## Classroom Resources

A collection of examples – both silly and serious – for illustrating key ideas from statistical thinking.

### Classroom resouces: Selection Bias

#### The Mother of All Sampling Biases

Natural Parenting, by xkcd.

"On one hand, every single one of my ancestors going back billions of years has managed to figure it out. On the other hand, that's the mother of all sampling biases."

#### Success Stories are Selection Biased

How the Cases You Choose Affect the Answers You Get: Selection Bias in Comparative Politics by Barbara Geddes.

"This article demonstrates how the selection of cases for study on the basis of outcomes on the dependent variable biases conclusions. It first lays out the logic of explanation and shows how it is violated when only cases that have achieved the outcome of interest are studied. It then examines three wellknown and highly regarded studies in the field of comparative politics, comparing the conclusions reached in the original work with a test of the arguments on cases selected without regard for their position on the dependent variable. In each instance, conclusions based on the uncorrelated sample differ from the original conclusions."

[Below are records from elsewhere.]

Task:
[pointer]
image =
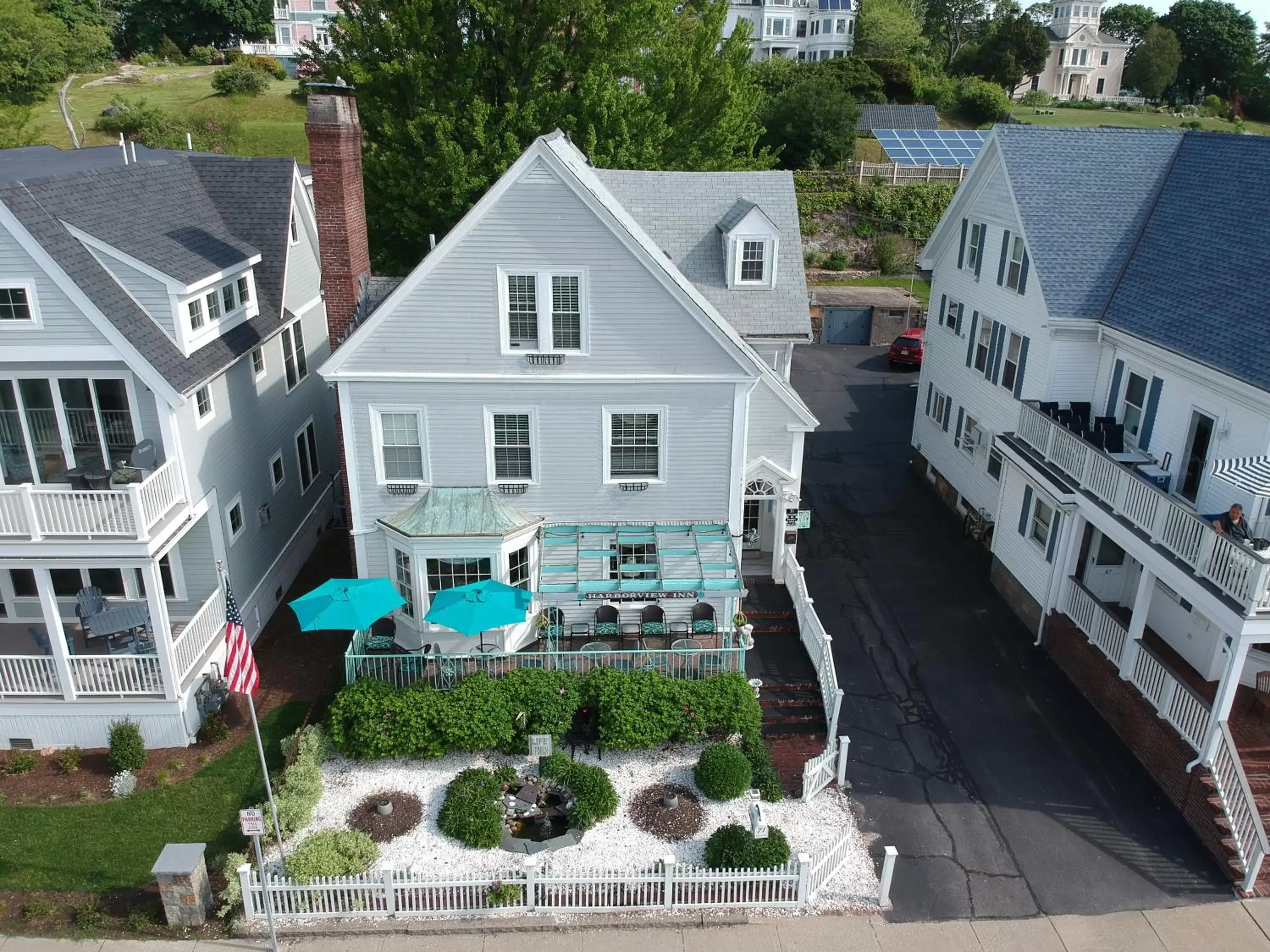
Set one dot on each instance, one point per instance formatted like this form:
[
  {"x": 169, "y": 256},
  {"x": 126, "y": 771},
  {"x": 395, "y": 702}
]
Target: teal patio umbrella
[
  {"x": 346, "y": 603},
  {"x": 473, "y": 608}
]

### Classroom resources: Models

#### Correlation and Causation from "The West Wing"

"PRESIDENT BARTLETT: [Post hoc, ergo propter hoc]. After it, therefore because of it. It means one thing follows the other, therefore it was caused by the other. But it's not always true, in fact it's hardly ever true. We did not lose Texas because of the hat joke."

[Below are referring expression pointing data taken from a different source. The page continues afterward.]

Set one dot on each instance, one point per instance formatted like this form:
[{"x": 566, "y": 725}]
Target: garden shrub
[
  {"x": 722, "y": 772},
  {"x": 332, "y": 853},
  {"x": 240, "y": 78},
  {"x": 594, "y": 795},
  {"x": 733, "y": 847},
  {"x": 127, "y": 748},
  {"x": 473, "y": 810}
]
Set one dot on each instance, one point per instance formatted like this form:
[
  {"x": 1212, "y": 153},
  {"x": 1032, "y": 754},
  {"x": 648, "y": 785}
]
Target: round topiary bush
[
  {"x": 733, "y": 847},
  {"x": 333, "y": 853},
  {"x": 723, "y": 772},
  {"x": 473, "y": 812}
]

Link; quote begins at 1m10s.

## Thinking Statistically Key Terms

**Selection Bias** is the process whereby your inferences will be biased if you use a non-random sample and pretend that it’s random.

A **model** is a simplified or abstracted description of a system that captures the essence of what that system does

A **dependent variable** is so called because it can’t vary freely within our model: its value is *dependent* on the values taken by the inputs.

**independent** variables are so called because their variation should not be determined by any of the variables in the equation. Like teenagers, independent variables won’t let anyone tell them what to do or be.

An **error term** sweeps up any random variation in outcomes and represents it as a single term. Error terms only work if the variation they encode is truly random. If we accidentally create a model where the variation is **systematic**, not random, we can run into lots of trouble.

The **planning fallacy** is where people (consistently) under-estimate how long it will take them to complete a given task.

**Correlation**, loosely defined, means that two variables change in relationship with each other: for example, a rise in sneezing is accompanied by a rise in punching. **Causation**, loosely defined, means that one thing *directly caused* the other thing to happen.

**Omitted variable bias** occurs, essentially, when we *omit* a *variable* from our model that has a significant impact on the outcome.

**Exogenous variation** is variation that originates outside the system of interest.

**Endogenous** variation originates *within* the system of interest.

A **conditional probability** is the probability of one event happening *given* that another did. Statisticians write **P(X|Y)** to represent the probability of X happening given that Y did.

A **hypothesis** is a causal explanation for why something happened.

An **alternative hypothesis** is a different possible causal explanations for why something has happenened – different to the main hypothesis we're exploring at the moment.

The **prior probability** for a hypothesis is the probability for it before we see any new evidence.

The **posterior probability** for a hypothesis is the probability for it *after* we've incorporated what we've learned from the new evidence.

The **base rate fallacy** occurs whenever you neglect to take account of the base rate, a.k.a. the prior probability that something was true before new evidence was introduced.